Lancet oncology

Toxicité cardiaque de l’immunothérapie : une importante étude rétrospective

Mode d'évaluation :
1 point : les articles apportant des connaissances réellement nouvelles par rapport à la littérature;

2 points : les études contribuant, notamment pour les essais thérapeutiques, à l'apport d'un niveau de preuve A (méta-analyse ou essais randomisés de phase III portant sur un grand nombre de malades) ou B (essais randomisés à effectifs réduits (B1) ou études prospectives ou rétrospectives (B2);

3 points : les études susceptibles de modifier les pratiques.
décembre 2018

Immunothérapie, Effets secondaires des médicaments

Les complications cardio-vasculaires des inhibiteurs de points de contrôle immunitaires, commencent à être bien décrites. La plupart du temps, il ne s’agit néanmoins que de case report ou de petites séries.

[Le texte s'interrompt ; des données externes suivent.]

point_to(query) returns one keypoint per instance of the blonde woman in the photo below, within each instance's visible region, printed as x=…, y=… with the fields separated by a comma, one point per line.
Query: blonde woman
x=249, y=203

Les atteintes cardiaques les plus fréquemment rapportées sont les myocardites.

La publication de Salem et al publiée ce mois-ci dans le Lancet Oncology, concerne un travail considérable, basé sur des données issues de data base de pharmaco-vigilance de l’OMS (VigiBase) recensant tous les effets secondaires liés aux traitements et  notamment les immunothérapies (IO). Dans cette analyse rétrospective de Novembre 1067 à Janvier 2018, les auteurs ont ainsi pu évaluer le lien entre IO et toxicité cardiovasculaire, en déterminant un odds ratiorapporté, et en estimant « l’information component » (IC) qui permet d’estimer le signal de causalité en comparant les taux de complications constatées par rapport aux taux attendus. Une valeur d’IC 025 supérieure à zéro est considérée comme significative.

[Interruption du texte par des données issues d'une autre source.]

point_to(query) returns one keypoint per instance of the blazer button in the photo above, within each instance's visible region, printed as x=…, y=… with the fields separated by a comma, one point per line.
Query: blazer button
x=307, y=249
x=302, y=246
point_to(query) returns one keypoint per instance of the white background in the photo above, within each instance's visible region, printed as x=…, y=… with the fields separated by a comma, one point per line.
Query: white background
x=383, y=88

L’étude porte sur 31321 effets secondaires rapportés sous IO, et 16343451 effets secondaires rapportés quelle que soit le traitement administré. `

On retiendra essentiellement :

  1. que les myocardites sont particulièrement fréquentes sous IO par rapport aux autres traitements quels qu’ils soient (respectivement 0.39% versus 0.03%, odds ratio11·21 [95% CI 9·36–13·43]; IC0253·20). La fréquence est plus élevée sous anti PDL1 que sous anti CTLA4, mais nettement moins que sous l’association des deux (respectivement 0.41%, 0.07% et 1.33%). Le taux de mortalité associé est élevé (50%) ?
  2. Les atteintes péricardite sont également fréquentes (OR 3·80 [3·08–4·62]; IC0251·63), ainsi que les vascularites (OR 1·56 [1·25–1·94]; IC025 0·03), Les péricardites sont plus fréquentes avec les anti PD1 ou anti PDL1 alors que les vascularites (pouvant aller jusqu’à la cécité en cas d’artérite temporale) seraient en revanche plus classiques avec les anti CTLA4 en traitement des mélanomes.
  3. Ces effets secondaires surviennent généralement rapidement, parfois même dès la première injection notamment pour ce qui concerne les myocardites. 
  4. Il pourrait y avoir un rôle de la radiothérapie thoracique dans la survenue des péricardites sous anti PD1 ou anti PDL1, de par la présence d’antigènes communs reconnus par les lymphocytes T.
  5. Ces effets secondaires seraient plus fréquemment retrouvés chez les hommes (il est vrai plus souvent traités par IO eu égard au sex ratio actuel des patients ayant un cancer du poumon) alors que classiquement les maladies auto immunes sont plus volontiers retrouvées chez les femmes. 

Il s’agit d’une étude gigantesque mais qui bien sur donne des résultats rétrospectifs issus de base de données qui permettent de formuler des hypothèses nécessitant ensuite d’être confirmées, notamment via des essais prospectifs. D’autre part, cette base de données comporte de nombreuses données manquantes, notamment sur l’âge des patients, les posologies administrées, les délais d’apparition des effets secondaires…et il est difficile de déterminer avec certitude combien de patients ont été exposé à un médicament en réalité, pour véritablement estimer la fréquence de survenue de l’effet secondaire. Pour autant, cette étude apporte des informations impossibles à obtenir via les essais cliniques, qui sont de trop petite taille et qui concernent des patients trop sélectionnés. 

 

 

Reference

Cardiovascular toxicities associated with immune checkpoint inhibitors: an observational, retrospective, pharmacovigilance study.

Salem JE, Manouchehri A, Moey M, Lebrun-Vignes B, Bastarache L, Pariente A, Gobert A, Spano JP, Balko JM, Bonaca MP, Roden DM, Johnson DB, Moslehi JJ.